Entendendo os gregários

OPINIÃO24.10.202004:00

Pouca coisa será mais pesarosa no desporto do que o corredor que pedala para o líder da equipa, que o leva montanha acima para depois, pássaro abatido, encostar-se à berma. No ciclismo, a equipa é um contrato, raramente tem o simbolismo de um clube. Estar na equipa que ganha não é ganhar, como no futebol. Toda a gente sabe o que Maradona fez em 1986, mas quem gosta de futebol sabe quem foi Burruchaga. Há um documentário bom sobre este tema admirável dos gregários, Wonderful losers, gravado em Itália, em 2015.

«É a metáfora da vida», destaca o realizador lituano Arunas Matelis. Na passada quinta-feira, enquanto seguia a etapa do Giro, tentando impulsionar João Almeida com a mente, senti, por ausências, a importância destes homens, artistas do sacrifício. Primeiro, Jay Hindley, australiano, não carregou o líder da equipa, o holandês Wilco Kelderman. No final, em fotografia desconfortável, Kelderman foi questionado sobre a opção do colega, que fizera corrida mais pessoal e menos em prol do líder, e lamentou: «Não sei porque não me apoiou.» Segundo caso: ninguém ajudou João Almeida. Fausto Masnada, quem podia, no final estava tão triste por não ter conseguido levar o português que foi este a consolá-lo.

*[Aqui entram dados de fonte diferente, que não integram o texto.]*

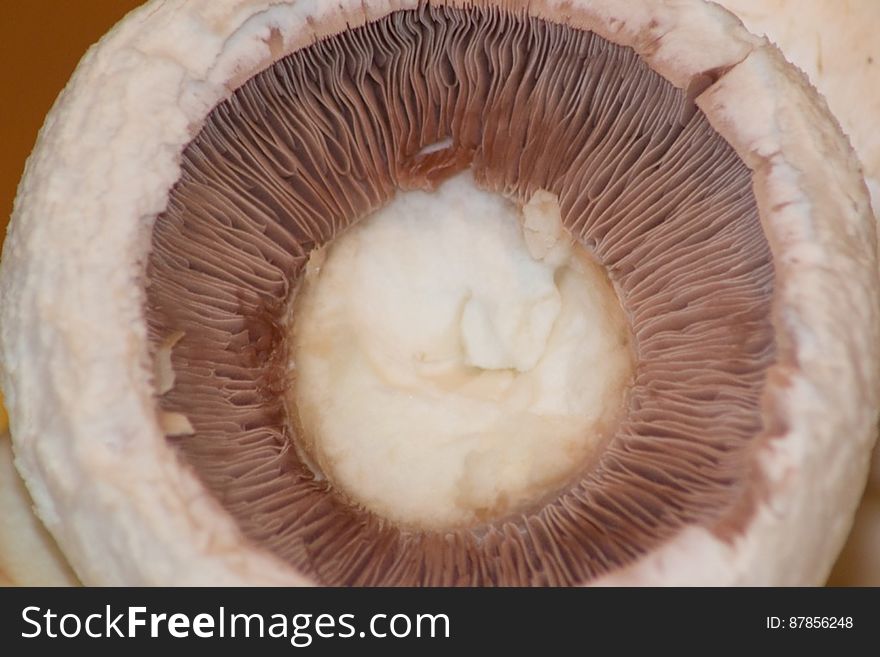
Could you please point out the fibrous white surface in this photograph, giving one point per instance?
(73, 341)
(455, 361)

Destes, só Hindley falhou no trabalho de gregário, repare-se. Masnada, não. Só falharia se não tivesse tentado ou ousasse correr para ele e não para o líder. São lições. Tristes, mas ainda assim. Há um livro sobre gregários que lerei brevemente por recomendação de um amigo: Domestique, a história de Charly Wegelius. Quem? Pois, lá está.... Diz-me esse amigo: «É um desalento. É como ouvires Nick Cave com a testa encostada à janela enquanto chove lá fora.» Parece-me ótimo. Há uma beleza qualquer na dor e no sofrimento.